La contraofensiva exitosa de las fuerzas ucranianas en la región de Járkov ha llevado al líder ruso a promover referendos en Donetsk, Lugansk, Jersón y Zaporiya para que pasen a ser territorio ruso, a la vez que ha decretado la movilización parcial. Los rusos sí que van tomando conciencia de que en frente de ellos tienen a un ejército muy motivado, que sabe que lucha por la liberación de su nación, y que cada vez recibe más armamento sofisticado procedente de EEUU, Reino Unido y varios países aliados. Eso es lo que desespera a Putin y le lleva a repetir ese discurso de que Occidente es el agresor.

Según explica en su cuenta de Twitter Andrei Kolesnikov, investigador senior en el Carnegie Endowment for International Peace, «la decisión que ha tomado Putin supone la admisión implícita del fracaso de la operación militar especial… Está tratando a la población como una masa humana. No se trata ya de la guerra contra la oposición y la sociedad civil, sino contra la sociedad, sobre todo contra los varones». Kolesnikov indica que «Putin ha plantando una bomba que amenaza la estabilidad de su régimen autoritario». Y prevé serias dificultades económicas pues detraerá fuerzas del aparato productivo.

La escala de la movilización afectará a los rusos en su círculo íntimo. Es un evento apocalíptico»

margarita zavadskaya, politóloga en ‘meduza’

«La escala de la movilización es lo más tangible que afectará a los rusos en su círculo íntimo. Es un evento apocalíptico, trágico que afectará a muchos. Quizá los 300.000 que se movilizarán ahora supuestamente no serán suficientes y nos enfrentaremos a una movilización progresiva, que se extenderá en el tiempo. Y los ciudadanos rusos no están preparados para luchar», señala Margarita Zavadskaya, politóloga en www.meduza.io. Prevé confusión y caos porque el Kremlin trata de que sean las regiones las que lidien con el problema de la llamada a filas. En algunas ciudades ha empezado ya este reclutamiento. En la práctica todo aquel que haya hecho el servicio militar podría ser llamado a filas.

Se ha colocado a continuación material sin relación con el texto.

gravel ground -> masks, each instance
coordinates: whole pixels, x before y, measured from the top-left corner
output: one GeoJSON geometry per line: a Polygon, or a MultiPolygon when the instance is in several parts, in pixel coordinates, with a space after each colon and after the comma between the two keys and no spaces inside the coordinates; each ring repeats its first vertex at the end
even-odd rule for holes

Hay rusos especialmente vulnerables como la población homosexual o los transgéneros. «Quiero salir del país por seguridad. Desde que Putin fue elegido por tercera vez la situación se ha degradado cada vez más. Y la anunciada movilización parcial no está nada clara. No se sabe cuántos reservistas ni de qué categorías serán llamados al combate. Soy una mujer transgénero que no tiene aún los documentos y mi situación es muy delicada», señala Emma Xana, desde la ciudad rusa de Lipetsk a El Independiente. Como Emma Xana son miles los que están desesperados por salir del país.

Publicaciones independientes como meduza informaban sobre qué hacer en caso de recibir una citación o las posibilidades de salir del país en caso de que no hubiera llegado ese momento. Como anécdota muy simbólica de la jornada señalaban en las redes sociales que las búsquedas en Google de «cómo romperse un brazo» habían aumentado exponencialmente durante la jornada.